Ein Teil des Unternehmens ist jetzt verkauft worden. Das ist aber auch egal. Alle Betriebe dort zahlen ein Einstiegsgehalt von höchstens 1.400 € netto. Somit kann man sich im Raum Frankfurt keine Wohnung mehr leisten und auch keine Familie ernähren.

Das passt hervorragend zu der Diskussion, die wir vorhin über die Busfahrer und über die Tarifverträge geführt haben. Sie haben die Beschäftigten mit dieser Agendapolitik unter massiven Druck gesetzt, sodass sie bereit sind, zu allen möglichen Bedingungen zu arbeiten. Sie haben sie sehr unter Druck gesetzt. Die Angst vor den Sanktionen von Hartz IV setzt die Menschen so sehr unter Druck, dass es für die gewerkschaftlichen Organisationen inzwischen sehr schwierig ist, die Tarifautonomie wahrzunehmen. Sie sind diejenigen, die die Tarifautonomie ad absurdum führen. Das ist das Problem.

(Beifall DIE LINKE)

Jetzt wollen Sie nicht einmal, dass wir darüber reden. Das ist wirklich eine perfide Herangehensweise.
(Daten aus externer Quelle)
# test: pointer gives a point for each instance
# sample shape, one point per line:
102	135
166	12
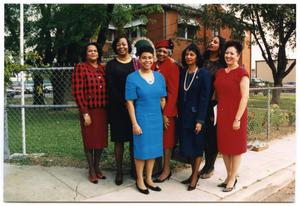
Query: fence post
268	113
22	77
6	145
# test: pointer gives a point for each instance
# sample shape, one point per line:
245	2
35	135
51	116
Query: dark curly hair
144	48
194	48
221	51
236	44
84	52
115	42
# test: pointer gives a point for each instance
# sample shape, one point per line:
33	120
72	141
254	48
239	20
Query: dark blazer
193	104
170	71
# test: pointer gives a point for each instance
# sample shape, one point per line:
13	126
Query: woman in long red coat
170	71
232	92
89	91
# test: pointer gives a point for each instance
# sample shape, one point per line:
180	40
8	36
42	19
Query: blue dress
149	144
193	106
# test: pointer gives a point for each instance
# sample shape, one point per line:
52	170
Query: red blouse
89	87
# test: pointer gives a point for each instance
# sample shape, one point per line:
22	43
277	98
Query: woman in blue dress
194	95
145	94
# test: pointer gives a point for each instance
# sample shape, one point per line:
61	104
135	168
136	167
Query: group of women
149	105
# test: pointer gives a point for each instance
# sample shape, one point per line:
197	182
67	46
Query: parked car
259	83
29	87
48	88
11	92
291	87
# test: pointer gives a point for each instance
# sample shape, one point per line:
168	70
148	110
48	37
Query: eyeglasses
162	51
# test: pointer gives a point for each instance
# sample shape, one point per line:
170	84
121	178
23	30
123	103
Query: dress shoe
229	189
93	179
187	181
207	175
101	176
223	184
157	180
119	179
152	188
190	187
146	191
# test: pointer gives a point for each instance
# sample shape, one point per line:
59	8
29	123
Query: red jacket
170	71
89	87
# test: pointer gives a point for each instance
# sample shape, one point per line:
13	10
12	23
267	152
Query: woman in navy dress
117	71
213	61
194	95
145	94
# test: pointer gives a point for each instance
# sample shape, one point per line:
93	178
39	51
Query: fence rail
53	126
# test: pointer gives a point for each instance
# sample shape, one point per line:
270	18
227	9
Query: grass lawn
56	133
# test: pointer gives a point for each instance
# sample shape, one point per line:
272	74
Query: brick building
169	24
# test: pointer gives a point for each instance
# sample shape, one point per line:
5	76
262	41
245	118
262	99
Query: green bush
277	116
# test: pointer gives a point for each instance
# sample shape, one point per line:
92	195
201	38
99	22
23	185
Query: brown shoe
207	175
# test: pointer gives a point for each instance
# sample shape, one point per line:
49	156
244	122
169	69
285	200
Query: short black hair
194	48
236	44
221	51
144	48
86	48
115	42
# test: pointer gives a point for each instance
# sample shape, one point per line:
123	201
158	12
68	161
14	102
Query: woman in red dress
170	71
89	91
232	93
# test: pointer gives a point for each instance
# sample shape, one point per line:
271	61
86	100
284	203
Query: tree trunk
59	86
6	145
276	92
101	39
38	91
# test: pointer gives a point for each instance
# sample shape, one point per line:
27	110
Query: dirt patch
286	194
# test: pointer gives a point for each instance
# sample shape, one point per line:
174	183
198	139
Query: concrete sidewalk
261	174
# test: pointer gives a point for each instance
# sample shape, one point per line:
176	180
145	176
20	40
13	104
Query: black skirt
120	124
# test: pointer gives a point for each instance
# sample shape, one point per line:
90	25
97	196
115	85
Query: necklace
124	60
149	80
186	88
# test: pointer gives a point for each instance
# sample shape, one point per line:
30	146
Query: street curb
263	188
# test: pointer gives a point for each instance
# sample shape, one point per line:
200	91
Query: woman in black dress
120	124
213	61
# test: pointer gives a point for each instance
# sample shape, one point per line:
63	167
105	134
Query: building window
134	32
186	31
191	31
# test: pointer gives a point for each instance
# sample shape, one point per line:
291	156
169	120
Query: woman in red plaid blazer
89	91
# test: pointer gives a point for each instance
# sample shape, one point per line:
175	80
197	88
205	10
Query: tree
274	29
58	33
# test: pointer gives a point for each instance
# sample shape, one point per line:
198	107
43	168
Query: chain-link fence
267	120
43	117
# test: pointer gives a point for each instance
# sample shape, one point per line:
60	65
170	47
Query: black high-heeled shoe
190	187
157	180
157	189
229	189
187	181
146	191
223	184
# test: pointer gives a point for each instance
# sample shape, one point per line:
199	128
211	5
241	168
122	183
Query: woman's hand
236	125
198	128
136	129
87	119
166	121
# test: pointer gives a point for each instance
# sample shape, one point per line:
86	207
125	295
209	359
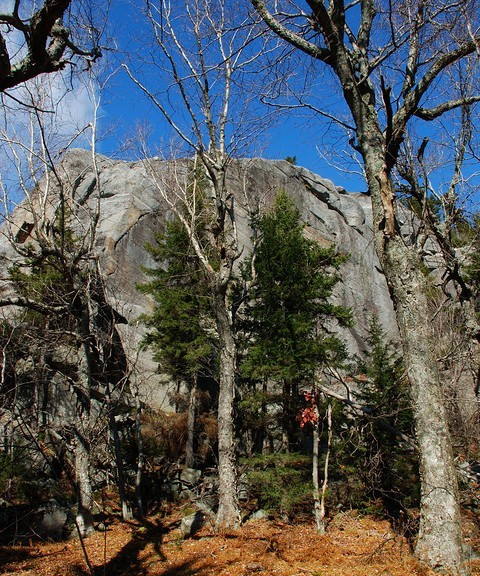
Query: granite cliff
132	208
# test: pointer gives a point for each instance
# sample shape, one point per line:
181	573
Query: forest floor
354	545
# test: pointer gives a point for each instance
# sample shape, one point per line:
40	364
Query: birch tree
392	64
202	58
54	273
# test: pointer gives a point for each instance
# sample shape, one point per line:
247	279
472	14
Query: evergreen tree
290	308
181	326
389	466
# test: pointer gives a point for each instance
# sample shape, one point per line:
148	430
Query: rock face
132	209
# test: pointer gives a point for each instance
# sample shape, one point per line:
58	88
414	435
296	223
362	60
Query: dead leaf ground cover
353	546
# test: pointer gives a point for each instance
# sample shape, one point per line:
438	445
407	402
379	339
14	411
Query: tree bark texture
191	418
83	485
228	515
440	538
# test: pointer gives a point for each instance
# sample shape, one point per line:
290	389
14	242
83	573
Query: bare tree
52	251
35	40
204	63
389	61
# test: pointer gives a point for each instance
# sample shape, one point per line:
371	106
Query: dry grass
353	546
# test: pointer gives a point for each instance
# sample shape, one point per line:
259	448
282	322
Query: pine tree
181	332
390	466
290	308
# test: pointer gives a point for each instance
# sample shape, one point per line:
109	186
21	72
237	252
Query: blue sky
124	108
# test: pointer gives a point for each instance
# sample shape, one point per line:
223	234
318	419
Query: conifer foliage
290	308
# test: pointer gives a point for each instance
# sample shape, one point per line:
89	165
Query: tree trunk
191	418
228	515
440	539
84	517
440	536
141	455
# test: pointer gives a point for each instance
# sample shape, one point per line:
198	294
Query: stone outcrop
132	209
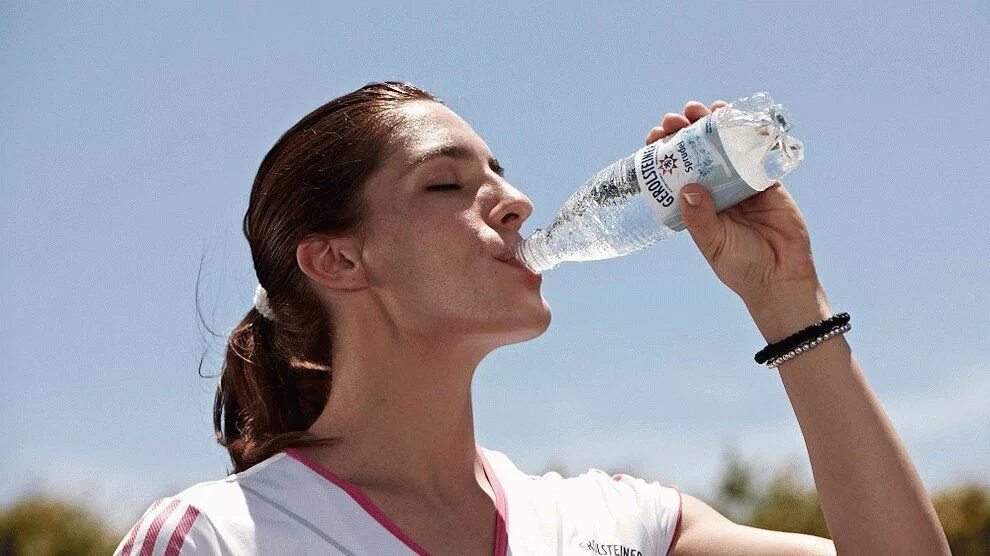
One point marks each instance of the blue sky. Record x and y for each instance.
(130, 135)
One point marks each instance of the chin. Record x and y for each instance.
(534, 326)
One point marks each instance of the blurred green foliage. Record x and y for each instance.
(781, 501)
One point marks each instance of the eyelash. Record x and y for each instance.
(444, 187)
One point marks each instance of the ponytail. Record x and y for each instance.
(264, 401)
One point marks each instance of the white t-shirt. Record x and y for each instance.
(289, 504)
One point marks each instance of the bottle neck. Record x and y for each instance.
(535, 253)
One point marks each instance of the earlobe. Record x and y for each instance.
(332, 262)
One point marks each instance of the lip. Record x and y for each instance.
(513, 261)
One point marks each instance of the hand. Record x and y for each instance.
(759, 248)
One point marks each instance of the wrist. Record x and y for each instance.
(787, 309)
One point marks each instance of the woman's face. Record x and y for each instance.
(441, 218)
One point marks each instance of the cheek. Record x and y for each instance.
(430, 253)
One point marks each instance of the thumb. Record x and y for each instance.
(698, 212)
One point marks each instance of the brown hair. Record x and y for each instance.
(276, 374)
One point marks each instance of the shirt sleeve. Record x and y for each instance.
(170, 527)
(659, 505)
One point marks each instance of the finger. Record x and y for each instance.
(695, 110)
(655, 134)
(698, 212)
(673, 122)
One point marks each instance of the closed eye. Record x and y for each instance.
(444, 187)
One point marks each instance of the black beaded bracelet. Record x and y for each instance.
(776, 349)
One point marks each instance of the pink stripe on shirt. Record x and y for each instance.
(178, 537)
(156, 526)
(126, 550)
(361, 498)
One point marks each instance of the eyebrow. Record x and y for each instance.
(459, 152)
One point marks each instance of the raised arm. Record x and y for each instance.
(871, 495)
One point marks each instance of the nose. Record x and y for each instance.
(512, 209)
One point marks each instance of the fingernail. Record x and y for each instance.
(692, 198)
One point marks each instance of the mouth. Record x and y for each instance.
(512, 260)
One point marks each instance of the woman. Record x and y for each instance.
(382, 234)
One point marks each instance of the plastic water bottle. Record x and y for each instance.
(736, 152)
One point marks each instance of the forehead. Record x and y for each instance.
(427, 126)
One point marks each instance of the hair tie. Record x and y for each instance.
(261, 303)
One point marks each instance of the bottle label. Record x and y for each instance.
(692, 155)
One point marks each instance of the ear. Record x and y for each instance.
(332, 261)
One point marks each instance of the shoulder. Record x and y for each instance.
(596, 500)
(211, 517)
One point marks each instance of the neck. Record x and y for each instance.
(400, 407)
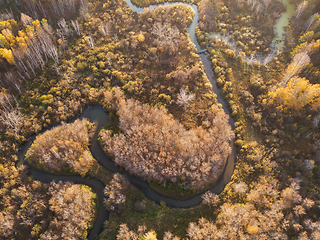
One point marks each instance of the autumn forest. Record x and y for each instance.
(160, 119)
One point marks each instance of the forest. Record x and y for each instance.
(212, 105)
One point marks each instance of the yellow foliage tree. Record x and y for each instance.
(7, 54)
(298, 93)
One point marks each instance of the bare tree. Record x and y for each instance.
(10, 114)
(76, 27)
(104, 28)
(90, 41)
(300, 9)
(167, 36)
(184, 98)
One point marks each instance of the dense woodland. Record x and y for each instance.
(155, 146)
(59, 56)
(62, 148)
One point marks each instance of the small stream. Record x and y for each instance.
(97, 115)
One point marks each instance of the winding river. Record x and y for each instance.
(97, 115)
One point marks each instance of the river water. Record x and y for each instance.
(99, 116)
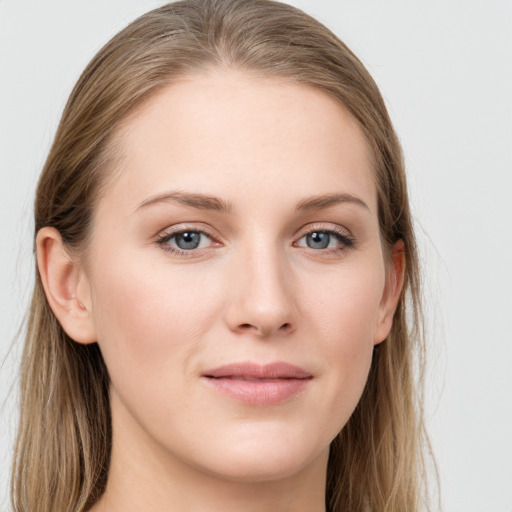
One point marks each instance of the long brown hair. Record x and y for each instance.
(64, 440)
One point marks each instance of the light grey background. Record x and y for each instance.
(444, 68)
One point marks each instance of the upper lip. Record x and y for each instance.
(248, 370)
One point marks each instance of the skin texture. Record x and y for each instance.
(253, 291)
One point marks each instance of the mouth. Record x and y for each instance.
(254, 384)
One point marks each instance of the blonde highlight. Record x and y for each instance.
(64, 439)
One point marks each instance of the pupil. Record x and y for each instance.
(188, 240)
(318, 240)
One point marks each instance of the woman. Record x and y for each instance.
(225, 267)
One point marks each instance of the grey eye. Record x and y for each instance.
(188, 240)
(318, 240)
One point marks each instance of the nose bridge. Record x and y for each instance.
(263, 299)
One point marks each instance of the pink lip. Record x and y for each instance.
(255, 384)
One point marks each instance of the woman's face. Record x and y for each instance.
(236, 276)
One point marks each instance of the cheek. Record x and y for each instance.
(150, 320)
(342, 317)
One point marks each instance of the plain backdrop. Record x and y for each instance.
(445, 70)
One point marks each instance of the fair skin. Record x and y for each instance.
(267, 273)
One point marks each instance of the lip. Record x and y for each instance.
(255, 384)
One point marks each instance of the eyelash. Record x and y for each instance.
(346, 241)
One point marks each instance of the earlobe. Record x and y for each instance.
(392, 292)
(63, 283)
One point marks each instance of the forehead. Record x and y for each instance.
(229, 131)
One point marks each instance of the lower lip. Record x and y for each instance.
(258, 392)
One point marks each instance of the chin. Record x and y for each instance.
(265, 456)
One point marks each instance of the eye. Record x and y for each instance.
(325, 239)
(186, 240)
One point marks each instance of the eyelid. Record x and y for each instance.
(167, 234)
(327, 227)
(347, 239)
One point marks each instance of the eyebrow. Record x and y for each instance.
(199, 201)
(207, 202)
(325, 201)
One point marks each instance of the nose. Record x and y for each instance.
(262, 297)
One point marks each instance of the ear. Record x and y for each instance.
(66, 286)
(392, 292)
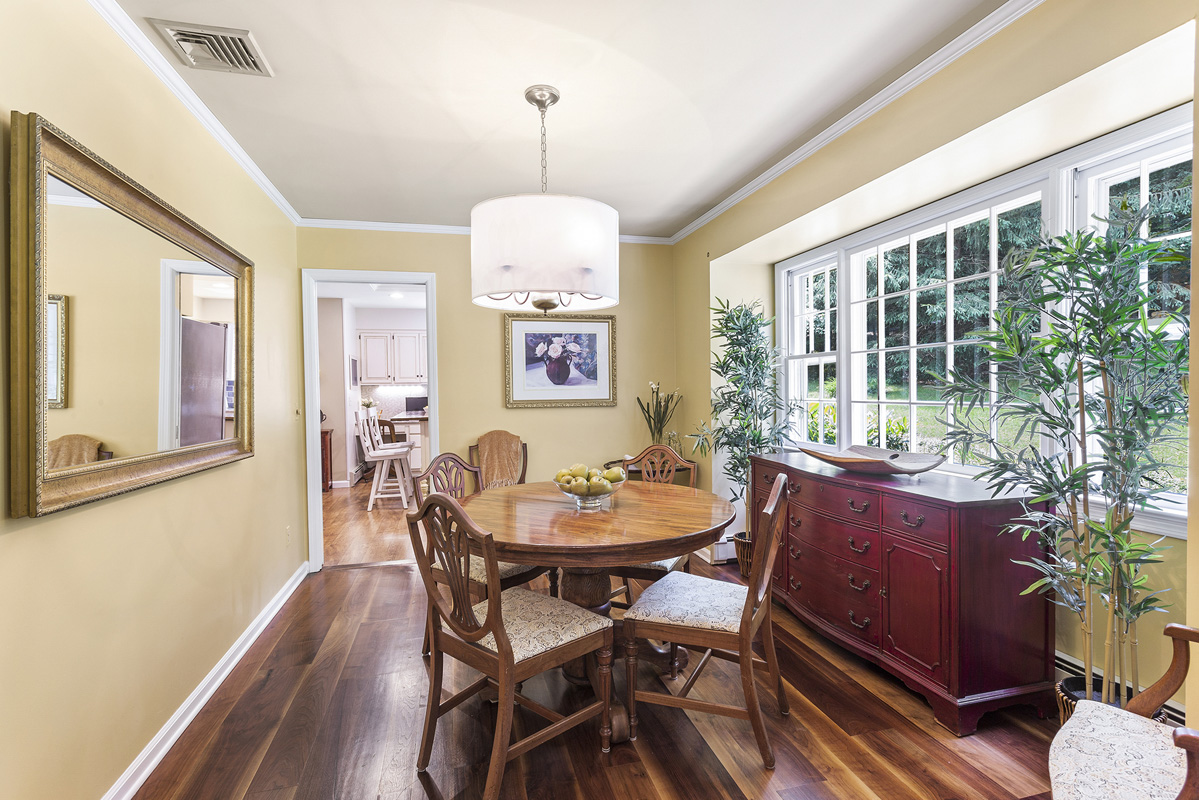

Vizepräsidentin Heike Hofmann:

Frau Böhm, kommen Sie bitte zum Schluss.

Christiane Böhm (DIE LINKE):

Ja. – Hartz IV muss unbedingt abgeschafft werden. Dieses Gesetz gehört auf den Müllhaufen der Geschichte. Es hat uns lange genug drangsaliert. Wir brauchen unbedingt eine sanktionsfreie und bedarfsorientierte Mindestsicherung.

Liebe SPD, da reicht es nicht, auf Hartz IV neue Etiketten zu kleben und Bürgergeld dazu zu sagen und statt der Eingliederungsvereinbarung eine Teilhabevereinbarung zu verordnen. Wir brauchen einen tatsächlichen Politikwechsel in dieser Frage. – Danke.